2022 in Review: One Glenwood city manager’s legacy ends, and the long search for a worthy replacement | PostIndependent.com

2022 in Review: One Glenwood city manager’s legacy ends, and the long search for a worthy replacement

City of Glenwood Springs City Manager Debra Figueroa speaks to members of the community and other officials during a ribbon cutting ceremony for the completion of the South Midland Project.
Chelsea Self/Post Independent

The prior Glenwood Springs city manager served the city for more than six years, leaving a strong legacy and some pretty big shoes to fill.

Debra Figueroa began her service to the city in 2016 and resigned over the summer in June of 2022.  

Figueroa led the city through the replacement of the 27th Street Bridge, reconstruction of South Midland Avenue, redevelopment of the Seventh Street plaza area following completion of the new Grand Avenue Bridge, construction of the West Midland Trail, enhancement of the shorelines at Two Rivers and Veltus parks, completion of the Eighth Street Connection, transition to 100% renewable electric energy and water infrastructure improvements following the Grizzly Creek Fire and subsequent debris flows.

Leaving the public position, she stuck with grant writing which city leaders lauded as one of her strongest skills as the city manager. She started working for Sustainable Strategies DC, a grant writing and advocacy firm based in Washington, D.C., but with offices in Colorado. 

Since Figueroa’s departure, Glenwood Springs City Council has conducted two searches for her replacement. 

The first search included one of Figueroa’s understudies, former Glenwood Springs assistant city manager and community and economic development director Jen Ooton, who had worked for the city since 2016. Ooton won an award as Assistant City Manager of the year in 2020.  

“Her work on initiatives like our community listening sessions, shop local campaign, and United to Stop the Spread helped our community push through this difficult year and build resiliency for our future. It was my honor to nominate her for this award,” Figueroa said in prior reporting in 2020. “Ooton was recognized for her exceptional public leadership in Glenwood Springs.”

The initial city manager search this year narrowed down to three finalists, including Ooton. All had extensive experience working as or with a city manager, along with experience in grant writing to continue the road to infrastructural success paved by Figueroa. 

All three finalists were rejected for the position with council’s hope of finding a candidate who would make a better fit for the city. 

“I’ll speak on behalf of the majority of council that finding that right fit and a candidate who could fill that seat is the most important thing right now,” Mayor Jonathan Godes said in a council meeting on Sept. 21. “We’re disappointed that we didn’t find anybody through this first round. We’re hopeful that the second round will produce somebody.”

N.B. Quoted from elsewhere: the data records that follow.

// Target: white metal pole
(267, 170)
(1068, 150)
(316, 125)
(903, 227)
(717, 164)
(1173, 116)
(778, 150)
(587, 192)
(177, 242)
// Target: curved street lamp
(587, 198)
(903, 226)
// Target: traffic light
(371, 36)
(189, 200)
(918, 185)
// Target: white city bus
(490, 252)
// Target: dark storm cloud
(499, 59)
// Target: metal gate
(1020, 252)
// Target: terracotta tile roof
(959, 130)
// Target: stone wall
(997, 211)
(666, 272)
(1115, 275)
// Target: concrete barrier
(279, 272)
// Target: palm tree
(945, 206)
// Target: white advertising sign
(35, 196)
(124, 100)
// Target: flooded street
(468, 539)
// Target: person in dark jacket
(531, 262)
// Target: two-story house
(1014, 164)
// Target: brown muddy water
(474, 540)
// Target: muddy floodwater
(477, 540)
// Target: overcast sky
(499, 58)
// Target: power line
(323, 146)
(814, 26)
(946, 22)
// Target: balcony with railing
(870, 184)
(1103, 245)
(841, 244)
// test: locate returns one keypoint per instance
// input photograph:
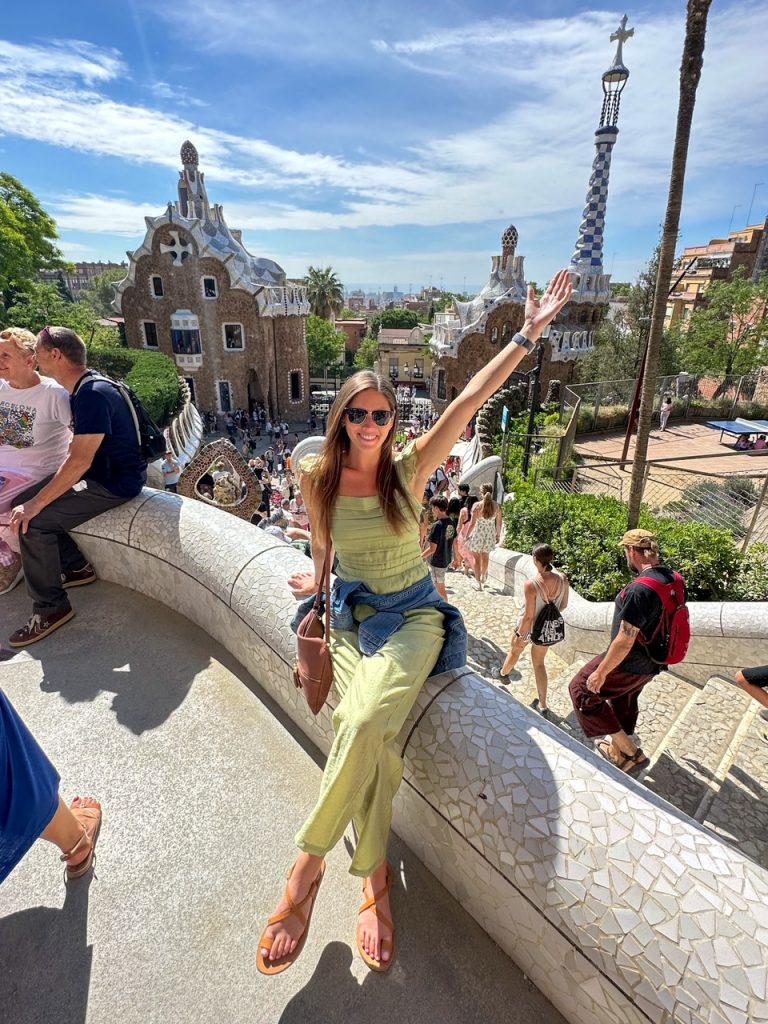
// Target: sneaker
(40, 626)
(10, 574)
(79, 578)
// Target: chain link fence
(737, 502)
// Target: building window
(151, 334)
(233, 337)
(225, 396)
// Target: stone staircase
(708, 755)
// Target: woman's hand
(541, 312)
(302, 585)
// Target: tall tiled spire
(588, 255)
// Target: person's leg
(47, 550)
(758, 693)
(74, 829)
(538, 654)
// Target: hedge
(585, 531)
(152, 375)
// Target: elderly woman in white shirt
(35, 435)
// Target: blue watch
(523, 342)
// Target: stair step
(690, 763)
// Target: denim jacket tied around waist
(389, 614)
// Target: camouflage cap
(642, 539)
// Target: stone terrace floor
(204, 782)
(708, 752)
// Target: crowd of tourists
(393, 519)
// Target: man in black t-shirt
(605, 691)
(103, 468)
(439, 549)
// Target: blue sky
(391, 140)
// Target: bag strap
(325, 586)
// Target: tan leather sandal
(83, 813)
(371, 904)
(263, 964)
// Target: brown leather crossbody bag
(313, 672)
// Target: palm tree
(690, 73)
(326, 292)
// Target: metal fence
(735, 501)
(604, 404)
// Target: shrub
(152, 375)
(751, 583)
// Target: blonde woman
(484, 532)
(364, 502)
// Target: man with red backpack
(650, 630)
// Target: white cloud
(527, 156)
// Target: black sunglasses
(381, 417)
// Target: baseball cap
(642, 539)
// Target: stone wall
(619, 908)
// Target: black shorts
(758, 676)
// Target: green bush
(152, 375)
(752, 581)
(585, 531)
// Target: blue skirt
(29, 788)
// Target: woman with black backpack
(541, 623)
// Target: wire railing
(737, 501)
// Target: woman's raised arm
(433, 448)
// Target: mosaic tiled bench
(725, 635)
(616, 906)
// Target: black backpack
(151, 438)
(549, 627)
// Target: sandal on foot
(629, 763)
(371, 904)
(263, 964)
(84, 813)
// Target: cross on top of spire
(622, 35)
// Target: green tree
(368, 353)
(326, 292)
(325, 344)
(727, 335)
(690, 74)
(40, 304)
(396, 317)
(28, 237)
(99, 292)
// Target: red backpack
(674, 626)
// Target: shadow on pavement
(45, 961)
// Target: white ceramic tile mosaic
(620, 909)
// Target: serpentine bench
(620, 908)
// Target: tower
(572, 332)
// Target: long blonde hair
(487, 508)
(325, 475)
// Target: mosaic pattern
(620, 909)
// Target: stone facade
(233, 324)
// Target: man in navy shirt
(103, 468)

Not all of council voted to continue the search, with Councilor Tony Hershey motioning to pick a new city manager from the first group of finalists.

After not being chosen for city manager in Glenwood Springs, Ooton left and headed upvalley to Aspen, now working as the senior project manager for the city of Aspen. 

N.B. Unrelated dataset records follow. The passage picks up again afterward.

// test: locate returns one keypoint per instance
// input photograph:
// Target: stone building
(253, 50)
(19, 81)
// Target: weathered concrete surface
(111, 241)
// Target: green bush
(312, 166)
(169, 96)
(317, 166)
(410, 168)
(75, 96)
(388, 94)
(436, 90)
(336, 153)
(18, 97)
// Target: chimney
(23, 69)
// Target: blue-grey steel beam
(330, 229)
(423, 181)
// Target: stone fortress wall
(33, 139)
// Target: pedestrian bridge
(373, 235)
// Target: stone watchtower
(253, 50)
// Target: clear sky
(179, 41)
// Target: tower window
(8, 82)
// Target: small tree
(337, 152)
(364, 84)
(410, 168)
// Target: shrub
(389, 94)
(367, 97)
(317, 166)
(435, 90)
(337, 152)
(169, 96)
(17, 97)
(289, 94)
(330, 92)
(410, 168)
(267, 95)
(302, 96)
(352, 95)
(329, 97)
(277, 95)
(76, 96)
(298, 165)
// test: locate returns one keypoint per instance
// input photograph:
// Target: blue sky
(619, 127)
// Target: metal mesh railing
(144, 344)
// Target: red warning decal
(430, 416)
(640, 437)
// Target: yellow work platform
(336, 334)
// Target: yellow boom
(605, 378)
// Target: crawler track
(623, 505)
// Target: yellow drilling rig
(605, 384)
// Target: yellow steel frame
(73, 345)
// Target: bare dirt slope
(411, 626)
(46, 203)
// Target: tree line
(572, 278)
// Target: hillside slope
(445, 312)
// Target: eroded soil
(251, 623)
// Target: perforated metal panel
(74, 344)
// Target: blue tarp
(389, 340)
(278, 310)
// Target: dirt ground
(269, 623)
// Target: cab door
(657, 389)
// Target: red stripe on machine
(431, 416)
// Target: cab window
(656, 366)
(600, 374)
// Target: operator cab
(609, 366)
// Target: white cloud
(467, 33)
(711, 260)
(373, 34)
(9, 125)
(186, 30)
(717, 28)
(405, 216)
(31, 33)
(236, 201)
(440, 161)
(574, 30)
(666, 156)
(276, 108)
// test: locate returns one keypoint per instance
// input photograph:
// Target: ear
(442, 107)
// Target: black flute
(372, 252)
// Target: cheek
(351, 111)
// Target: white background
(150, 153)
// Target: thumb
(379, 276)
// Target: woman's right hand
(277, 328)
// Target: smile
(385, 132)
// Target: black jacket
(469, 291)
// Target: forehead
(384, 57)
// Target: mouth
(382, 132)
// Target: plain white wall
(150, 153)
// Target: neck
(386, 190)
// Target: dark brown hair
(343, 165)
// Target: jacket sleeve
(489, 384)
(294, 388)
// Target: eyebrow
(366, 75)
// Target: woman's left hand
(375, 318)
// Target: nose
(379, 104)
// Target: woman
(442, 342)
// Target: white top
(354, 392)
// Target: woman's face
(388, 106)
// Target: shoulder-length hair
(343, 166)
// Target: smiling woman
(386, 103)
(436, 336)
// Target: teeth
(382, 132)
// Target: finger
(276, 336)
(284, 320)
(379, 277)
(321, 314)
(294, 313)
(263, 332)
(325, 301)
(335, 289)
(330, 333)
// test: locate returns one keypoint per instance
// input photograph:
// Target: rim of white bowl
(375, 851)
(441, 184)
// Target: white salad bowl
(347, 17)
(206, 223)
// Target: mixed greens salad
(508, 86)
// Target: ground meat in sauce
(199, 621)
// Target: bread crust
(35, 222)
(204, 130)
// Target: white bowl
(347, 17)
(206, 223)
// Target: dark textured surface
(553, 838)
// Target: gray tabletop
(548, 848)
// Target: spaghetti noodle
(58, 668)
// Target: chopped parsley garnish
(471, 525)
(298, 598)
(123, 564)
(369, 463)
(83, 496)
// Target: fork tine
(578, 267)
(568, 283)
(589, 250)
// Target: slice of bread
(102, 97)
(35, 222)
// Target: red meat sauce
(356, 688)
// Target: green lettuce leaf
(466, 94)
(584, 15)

With the second round search still in process, the city narrowed down the candidates to three new finalists right before the holiday season.  

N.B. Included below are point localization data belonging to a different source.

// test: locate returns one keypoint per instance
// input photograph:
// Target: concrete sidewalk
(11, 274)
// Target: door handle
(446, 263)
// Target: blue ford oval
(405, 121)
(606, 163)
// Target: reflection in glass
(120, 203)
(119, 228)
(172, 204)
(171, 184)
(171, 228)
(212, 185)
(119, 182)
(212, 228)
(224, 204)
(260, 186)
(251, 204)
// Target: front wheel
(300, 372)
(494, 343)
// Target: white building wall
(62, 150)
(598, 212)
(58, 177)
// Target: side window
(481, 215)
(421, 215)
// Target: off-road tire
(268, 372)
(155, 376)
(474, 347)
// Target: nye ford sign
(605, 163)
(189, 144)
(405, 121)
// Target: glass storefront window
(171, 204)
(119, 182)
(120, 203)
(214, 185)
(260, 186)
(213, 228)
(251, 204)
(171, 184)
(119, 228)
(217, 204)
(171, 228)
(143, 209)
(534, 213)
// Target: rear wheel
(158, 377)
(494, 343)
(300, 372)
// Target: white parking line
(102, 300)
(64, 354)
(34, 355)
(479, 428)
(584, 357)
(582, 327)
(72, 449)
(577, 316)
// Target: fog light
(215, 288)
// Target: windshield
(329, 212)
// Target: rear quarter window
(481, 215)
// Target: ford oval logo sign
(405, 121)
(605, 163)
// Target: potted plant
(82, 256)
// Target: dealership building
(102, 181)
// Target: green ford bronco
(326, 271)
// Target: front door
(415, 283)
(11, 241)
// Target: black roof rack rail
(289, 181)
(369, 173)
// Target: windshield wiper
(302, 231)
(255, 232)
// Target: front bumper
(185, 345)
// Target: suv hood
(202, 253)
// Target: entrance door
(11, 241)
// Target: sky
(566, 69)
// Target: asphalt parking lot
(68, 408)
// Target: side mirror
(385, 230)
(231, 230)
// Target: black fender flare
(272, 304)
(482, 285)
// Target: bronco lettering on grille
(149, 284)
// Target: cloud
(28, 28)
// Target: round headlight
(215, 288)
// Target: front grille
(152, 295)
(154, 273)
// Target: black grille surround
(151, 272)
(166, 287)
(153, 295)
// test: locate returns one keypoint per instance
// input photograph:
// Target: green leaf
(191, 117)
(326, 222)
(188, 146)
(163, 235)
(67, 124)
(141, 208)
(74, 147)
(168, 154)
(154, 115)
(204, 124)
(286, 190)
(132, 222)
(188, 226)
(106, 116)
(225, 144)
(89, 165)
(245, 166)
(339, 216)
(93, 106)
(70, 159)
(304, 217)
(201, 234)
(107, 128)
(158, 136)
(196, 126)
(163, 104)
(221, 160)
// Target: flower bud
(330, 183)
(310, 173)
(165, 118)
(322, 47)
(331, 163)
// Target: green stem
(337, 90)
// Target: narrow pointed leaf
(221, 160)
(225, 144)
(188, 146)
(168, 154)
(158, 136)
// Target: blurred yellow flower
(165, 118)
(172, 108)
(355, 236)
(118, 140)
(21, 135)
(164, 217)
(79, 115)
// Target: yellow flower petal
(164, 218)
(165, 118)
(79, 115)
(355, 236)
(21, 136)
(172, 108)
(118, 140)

Although not all of the candidates have as extensive experience working as or with city managers, they all have different levels of management experience for running large-scale operations. Each has worked in some capacity as a manager or CEO, delegating employees and budget spending.

They are: 

  • Doug Gerber from Silver Lake, Kansas, who has an entire career working as and with city managers throughout the state of Kansas.
  • Beverli Marshall from La Quinta, California, who has served as a CEO in the wastewater and sanitary district in multiple cities in California. 
  • Rachel Oys from Eagle, who has worked as the interim manager for Eagle County and is currently working as a manager for the Cordillera Metro District and the Cordillera Property Owners Association. 

In the new year, the second batch of finalists are scheduled to come to Glenwood Springs so residents and council can meet them and get to know them more personally. A public meet-and-greet is slated for 6-7:30 p.m. on Jan. 5 at the Glenwood Springs Community Center. Council plans to appoint a new city manager by the end of January.